MALIKI ISLAMIC UNIVERSITY — Ada pesan yang disampaikan layaknya seorang ibu melepas anak-anaknya melangkah jauh. Bukan sekadar sambutan pembukaan, tetapi nasihat yang lahir dari kedekatan, kasih sayang, sekaligus harapan besar Bunda Rektor kepada ribuan Maliki Muda yang baru memulai perjalanan di Universitas Islam Negeri Maulana Malik Ibrahim Malang.
Suasana itu terasa dalam Pembukaan Pengenalan Budaya Akademik dan Kemahasiswaan (PBAK) UIN Malang, Selasa (18/8/2026). Rektor UIN Malang, Prof. Dr. Hj. Ilfi Nur Diana, M.Si., menyapa mahasiswa baru dengan penuh kehangatan. Di hadapan mereka, Bunda Rektor tidak hanya berbicara tentang kampus dan perjalanan akademik, tetapi juga menitipkan pesan-pesan sederhana yang begitu dekat dengan kehidupan seorang anak dan orang tuanya. Salah satunya, jangan pernah melupakan orang tua.
Bunda Rektor mengajak Maliki Muda untuk selalu mengingat kedua orang tua dalam setiap langkah. Ketika berangkat kuliah, ataupun hendak melakukan aktivitas lainnya, pamitlah kepada mereka. Sebab, di balik perjalanan seorang anak hingga mampu berdiri di gerbang perguruan tinggi, ada doa, perjuangan, dan harapan orang tua yang tidak pernah putus.
Pesan itu mengalir begitu dalam hingga suasana seketika berubah haru. Nasihat Bunda Rektor tentang orang tua, salat, niat, dan masa depan menjadi pengingat bagi Maliki Muda agar menjaga diri, menghormati orang tua dan guru, serta tidak menyia-nyiakan kepercayaan yang telah diberikan.

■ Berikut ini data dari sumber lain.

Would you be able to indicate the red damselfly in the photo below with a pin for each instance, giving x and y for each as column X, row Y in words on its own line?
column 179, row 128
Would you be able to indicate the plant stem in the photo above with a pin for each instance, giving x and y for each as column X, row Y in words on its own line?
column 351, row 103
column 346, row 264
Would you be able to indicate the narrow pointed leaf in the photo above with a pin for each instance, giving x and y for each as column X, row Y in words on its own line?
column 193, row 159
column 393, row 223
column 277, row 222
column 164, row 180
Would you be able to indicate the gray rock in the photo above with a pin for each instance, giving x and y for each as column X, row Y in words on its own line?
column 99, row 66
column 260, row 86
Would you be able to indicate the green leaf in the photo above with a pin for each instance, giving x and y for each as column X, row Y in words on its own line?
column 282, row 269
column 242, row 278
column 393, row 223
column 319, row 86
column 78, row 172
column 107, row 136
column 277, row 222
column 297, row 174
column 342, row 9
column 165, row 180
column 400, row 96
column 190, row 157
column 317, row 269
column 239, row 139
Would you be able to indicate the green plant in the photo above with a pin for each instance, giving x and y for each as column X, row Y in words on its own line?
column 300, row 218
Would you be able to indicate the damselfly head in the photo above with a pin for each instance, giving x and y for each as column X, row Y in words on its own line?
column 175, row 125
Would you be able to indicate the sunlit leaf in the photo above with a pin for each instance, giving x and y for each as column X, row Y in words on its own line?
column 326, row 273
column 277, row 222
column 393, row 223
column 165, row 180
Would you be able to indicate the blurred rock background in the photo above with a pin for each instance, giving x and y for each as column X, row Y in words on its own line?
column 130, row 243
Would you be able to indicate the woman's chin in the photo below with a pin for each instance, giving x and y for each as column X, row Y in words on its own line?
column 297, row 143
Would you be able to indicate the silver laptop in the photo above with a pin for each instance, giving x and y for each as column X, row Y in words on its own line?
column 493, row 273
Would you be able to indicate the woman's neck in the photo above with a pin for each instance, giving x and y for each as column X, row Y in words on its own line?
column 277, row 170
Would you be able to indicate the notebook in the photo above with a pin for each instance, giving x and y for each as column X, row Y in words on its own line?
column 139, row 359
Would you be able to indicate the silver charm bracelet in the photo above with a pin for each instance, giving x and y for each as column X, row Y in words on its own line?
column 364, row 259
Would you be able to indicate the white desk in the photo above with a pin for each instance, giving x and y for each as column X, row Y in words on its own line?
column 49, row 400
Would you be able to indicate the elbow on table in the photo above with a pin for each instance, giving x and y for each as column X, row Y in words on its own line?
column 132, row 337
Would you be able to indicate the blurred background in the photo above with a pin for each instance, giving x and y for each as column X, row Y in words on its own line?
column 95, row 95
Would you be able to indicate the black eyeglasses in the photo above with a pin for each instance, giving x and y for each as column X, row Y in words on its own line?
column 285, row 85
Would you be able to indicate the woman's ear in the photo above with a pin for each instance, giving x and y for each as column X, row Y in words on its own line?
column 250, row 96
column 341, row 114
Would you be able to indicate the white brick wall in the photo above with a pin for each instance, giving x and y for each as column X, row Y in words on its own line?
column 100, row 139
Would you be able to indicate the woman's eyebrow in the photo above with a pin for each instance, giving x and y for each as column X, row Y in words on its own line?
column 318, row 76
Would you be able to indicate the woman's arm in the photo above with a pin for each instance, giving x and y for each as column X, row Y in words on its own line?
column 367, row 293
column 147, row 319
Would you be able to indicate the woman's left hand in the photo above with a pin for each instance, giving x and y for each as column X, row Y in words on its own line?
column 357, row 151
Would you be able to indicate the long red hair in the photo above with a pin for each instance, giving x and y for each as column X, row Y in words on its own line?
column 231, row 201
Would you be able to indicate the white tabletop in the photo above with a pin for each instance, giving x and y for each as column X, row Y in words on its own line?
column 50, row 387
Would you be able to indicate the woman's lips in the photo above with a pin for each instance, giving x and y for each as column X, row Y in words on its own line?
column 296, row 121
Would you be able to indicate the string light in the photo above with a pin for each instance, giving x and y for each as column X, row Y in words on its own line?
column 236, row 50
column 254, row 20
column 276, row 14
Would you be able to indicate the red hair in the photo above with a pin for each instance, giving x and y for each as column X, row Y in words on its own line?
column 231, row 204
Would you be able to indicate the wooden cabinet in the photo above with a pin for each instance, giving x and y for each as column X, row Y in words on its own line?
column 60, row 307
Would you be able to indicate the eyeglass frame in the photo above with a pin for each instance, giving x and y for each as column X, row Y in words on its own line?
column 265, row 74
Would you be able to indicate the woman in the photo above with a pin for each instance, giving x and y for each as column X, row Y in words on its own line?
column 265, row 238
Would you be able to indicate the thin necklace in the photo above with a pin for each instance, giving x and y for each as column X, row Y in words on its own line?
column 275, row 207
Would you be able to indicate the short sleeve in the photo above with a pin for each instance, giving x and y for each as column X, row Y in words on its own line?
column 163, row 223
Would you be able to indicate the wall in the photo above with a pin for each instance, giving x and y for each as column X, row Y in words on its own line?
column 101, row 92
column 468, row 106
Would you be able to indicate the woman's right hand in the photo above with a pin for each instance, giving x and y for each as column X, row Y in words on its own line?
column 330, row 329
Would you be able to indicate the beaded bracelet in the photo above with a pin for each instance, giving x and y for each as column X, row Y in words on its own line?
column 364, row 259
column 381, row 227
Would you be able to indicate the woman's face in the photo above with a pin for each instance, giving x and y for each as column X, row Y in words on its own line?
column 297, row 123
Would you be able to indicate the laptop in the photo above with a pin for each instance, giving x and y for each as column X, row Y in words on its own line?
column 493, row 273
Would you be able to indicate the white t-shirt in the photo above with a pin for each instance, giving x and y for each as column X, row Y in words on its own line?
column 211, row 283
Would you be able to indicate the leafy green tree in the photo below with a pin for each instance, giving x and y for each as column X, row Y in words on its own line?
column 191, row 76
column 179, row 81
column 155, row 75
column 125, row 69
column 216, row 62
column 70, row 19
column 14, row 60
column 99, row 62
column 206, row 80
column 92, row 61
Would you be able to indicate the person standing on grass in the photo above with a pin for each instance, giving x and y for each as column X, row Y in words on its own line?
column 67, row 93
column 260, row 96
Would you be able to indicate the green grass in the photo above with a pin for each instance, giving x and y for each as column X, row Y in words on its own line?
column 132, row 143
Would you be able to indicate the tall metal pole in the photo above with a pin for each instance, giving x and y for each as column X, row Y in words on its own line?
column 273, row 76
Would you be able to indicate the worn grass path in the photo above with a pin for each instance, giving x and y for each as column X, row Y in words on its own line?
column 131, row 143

Di penghujung sambutannya, Bunda Rektor kembali menegaskan makna amanah. Ia mengibaratkan amanah seperti memegang bara api di tangan. Selama mampu menjaganya, seseorang harus kuat menahannya. Namun ketika tidak sanggup mengembannya, bara itu harus dilepaskan sebelum membakar dan melukai. Amanah, menurutnya, bukan sesuatu yang boleh dipermainkan. Ketika seseorang diberi kepercayaan, kemudian memilih untuk melakukan penyelewengan, maka yang dikhianati bukan hanya kepercayaan manusia. Lebih dari itu, pengkhianatan terbesar adalah kepada orang tua yang telah berjuang dan menggantungkan harapan, juga kepada agama yang mengajarkan kejujuran dan tanggung jawab.

Namun kehangatan Bunda Rektor tidak berhenti di atas panggung. Usai pembukaan, ia menghampiri para mahasiswa baru secara langsung. Bunda Rektor berjalan mendekat, menyapa, dan berinteraksi dengan Maliki Muda satu per satu dengan penuh keakraban. Momen itu kembali menghadirkan suasana haru. Kedekatan yang terbangun seketika membuat sejumlah mahasiswa tak mampu menyembunyikan perasaan mereka. Bahkan, ada mahasiswa yang menangis haru ketika disapa langsung oleh Bunda Rektor. Bagi mereka, hari pertama sebagai mahasiswa UIN Malang bukan hanya tentang mengikuti seremoni pembukaan PBAK. Ada sambutan hangat yang membuat mereka merasa diterima, diperhatikan, dan dipeluk sebagai bagian dari keluarga besar Maliki.

Pesan itu menjadi begitu nyata: bahwa memasuki gerbang UIN Malang bukan hanya tentang menjadi mahasiswa dan mengejar gelar, tetapi juga tentang menjadi bagian dari sebuah keluarga. Keluarga yang dibangun dengan kasih sayang, kepercayaan, dan amanah.
Di hadapan Bunda Rektor, ribuan mahasiswa baru seakan tidak hanya disambut sebagai mahasiswa. Mereka dipeluk sebagai anak-anak baru dalam keluarga besar UIN Maulana Malik Ibrahim Malang dengan kasih sayang, doa, dan harapan agar kelak pulang membawa kebanggaan bagi orang tua, agama, dan negeri.